Interested in Social-Impact Investing? Here’s How to Start – Wall Street Journal

Written by Cheryl Winokur Munk

The pandemic and other recent events that point to racial injustice have made many investors think about how they can make a difference with their pocketbooks.

Certainly, large corporations and wealthy individuals have long been able to influence change through foundations and charitable gifts. For the average person, investment options to directly support social goals are more limited. But this could change as demand for such opportunities grows.

A 2019 survey by Morgan Stanley’s Institute for Sustainable Investing found that community development was one of the top three impact interests cited by individual investors. Strategies include public or private bonds that benefit minority communities, supporting affordable housing, community development and the like. Another strategy is to invest in or with small lending institutions that focus on underserved communities.

“People right now very much want to do something, and they’re not sure what’s in their power to do,” says David F. Sand, chief impact strategist at Community Capital Management, a Fort Lauderdale, Fla., investment firm that manages $3 billion in impact and other socially responsible investments. “The immediate and obvious and appropriate response is philanthropy. But that’s not the end of the tools that are in your tool kit,” he says.

Here are a few ways that individual investors can put their capital to work to address social injustice and assist community development.

Calvert Impact Capital . This nonprofit investment firm moves capital into communities around the world through its Community Investment Notes, fixed-income securities that can be purchased online or by mail starting at $20 or with a $1,000 minimum through a brokerage account or financial adviser. The portfolio addresses nine impact sectors, including affordable housing and community development, and investors can target their dollars toward one or more impact sectors, says Justin Conway, vice president of investment partnerships.

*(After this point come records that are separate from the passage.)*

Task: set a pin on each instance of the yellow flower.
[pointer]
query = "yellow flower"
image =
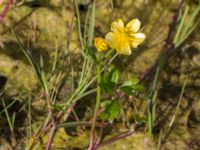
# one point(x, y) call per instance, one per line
point(100, 44)
point(123, 38)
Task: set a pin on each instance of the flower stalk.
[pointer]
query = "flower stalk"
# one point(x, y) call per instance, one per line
point(98, 101)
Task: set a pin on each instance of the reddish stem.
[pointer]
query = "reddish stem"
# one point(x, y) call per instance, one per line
point(3, 14)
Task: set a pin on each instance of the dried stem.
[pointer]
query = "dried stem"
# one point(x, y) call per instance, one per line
point(168, 43)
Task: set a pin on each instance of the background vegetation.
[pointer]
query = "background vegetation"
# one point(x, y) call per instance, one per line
point(47, 81)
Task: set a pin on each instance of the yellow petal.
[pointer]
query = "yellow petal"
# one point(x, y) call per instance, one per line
point(133, 25)
point(111, 39)
point(124, 49)
point(117, 26)
point(137, 39)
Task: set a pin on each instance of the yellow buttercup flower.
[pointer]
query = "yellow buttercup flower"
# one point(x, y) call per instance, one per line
point(123, 38)
point(100, 44)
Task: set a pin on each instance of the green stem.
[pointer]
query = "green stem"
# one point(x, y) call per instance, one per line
point(98, 100)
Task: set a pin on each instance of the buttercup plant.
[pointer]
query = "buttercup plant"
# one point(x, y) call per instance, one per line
point(121, 39)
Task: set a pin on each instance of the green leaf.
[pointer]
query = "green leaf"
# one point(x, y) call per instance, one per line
point(110, 79)
point(112, 109)
point(92, 54)
point(115, 76)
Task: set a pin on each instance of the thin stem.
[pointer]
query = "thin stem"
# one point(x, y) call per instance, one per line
point(98, 100)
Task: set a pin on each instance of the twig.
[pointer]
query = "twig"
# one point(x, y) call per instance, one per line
point(114, 139)
point(101, 133)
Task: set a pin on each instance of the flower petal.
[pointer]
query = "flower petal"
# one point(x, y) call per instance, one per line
point(137, 39)
point(111, 39)
point(133, 26)
point(117, 26)
point(124, 49)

Calvert Research & Management . This investment manager is a wholly owned subsidiary of Eaton Vance and is unrelated to Calvert Impact Capital. It is one of the oldest and biggest responsible-investing firms in the world, with over $23 billion in assets under management. While it doesn’t offer a mutual fund specifically focused on underserved communities, all of its funds are managed according to firm-established responsible-investing principles. In particular, investors looking for more focus on supporting underserved communities might consider Calvert Equity Fund (CSIEX) or Calvert Bond Fund (CSIBX), which invest in organizations that seek to create positive social impact, without sacrificing returns, says John Streur, president and chief executive of Calvert Research & Management. These funds invest in companies such as community banks that do business in underserved communities.

Community Capital Management Inc. This firm’s flagship product is a fixed-income mutual fund, CRA Qualified Investment Fund (CRATX), that invests along 18 impact themes. In June, the firm launched its Minority Cares initiative, which it is hoping will draw more investment dollars to serve the needs of underserved minority communities.

In the past, individual investors with the firm couldn’t earmark funds for a particular geography or theme. Now, however, new individual investments will be allocated to the Minority Cares initiative and invested in mortgage-backed securities, taxable municipals and asset-backed securities that benefit minority businesses and communities, education for minorities, affordable housing and more, according to Jamie Horwitz, the firm’s chief marketing officer. The mutual fund is available on a variety of online platforms and through financial advisers.

Community Development Financial Institutions. These are specially designated banks and credit unions that provide financial services in low-income communities. People can visit inclusiv.org to find credit unions with this designation and cdbanks.org for banks that meet the required criteria. “They are pretty widely dispersed around the country,” says Jon Hale, head of sustainability research at Morningstar. MORN -0.02% Even if people don’t use these institutions for their primary banking needs, they can often purchase cash-equivalent money-market funds or certificates of deposit online, he says.

Impact Shares . This investment firm offers an exchange-traded fund, NAACP Minority Empowerment (NACP), that is designed to provide broad equity market exposure to U.S. large and midcap companies that align with the NAACP’s vision of good corporate citizens. The ETF, which tracks the Morningstar Minority Empowerment Index, was created using criteria the NAACP developed to score and rank companies in the S&P 500 based on factors including board and supplier diversity and community involvement.

RBC’s Access Capital Community Investment Fund (ACASX).

This fund, dating back to 1998, is exclusively focused on underserved communities or individuals, says Ron Homer, chief strategist of impact investing at RBC Global Asset Management U.S. The fund invests primarily in high-quality debt securities and other debt instruments supporting affordable housing and community development and servicing low- and moderate-income individuals and communities within the U.S. The issuers of this debt tend to be government agencies such as Fannie Mae, Freddie Mac, Ginnie Mae and the Small Business Administration as well as some municipalities.

Nuveen . Investors who are interested in affordable housing and community and economic development could consider TIAA-CREF Core Impact Bond Fund (TSBRX) and TIAA-CREF Short Duration Impact Bond Fund (TSDBX). Two of the four impact areas within these funds are related to affordable housing and community and economic development, says Stephen Liberatore, who manages both funds. These actively managed funds invest primarily in investment-grade fixed-income securities that demonstrate environmental, social and governance leadership and/or direct and measurable environmental and social impact.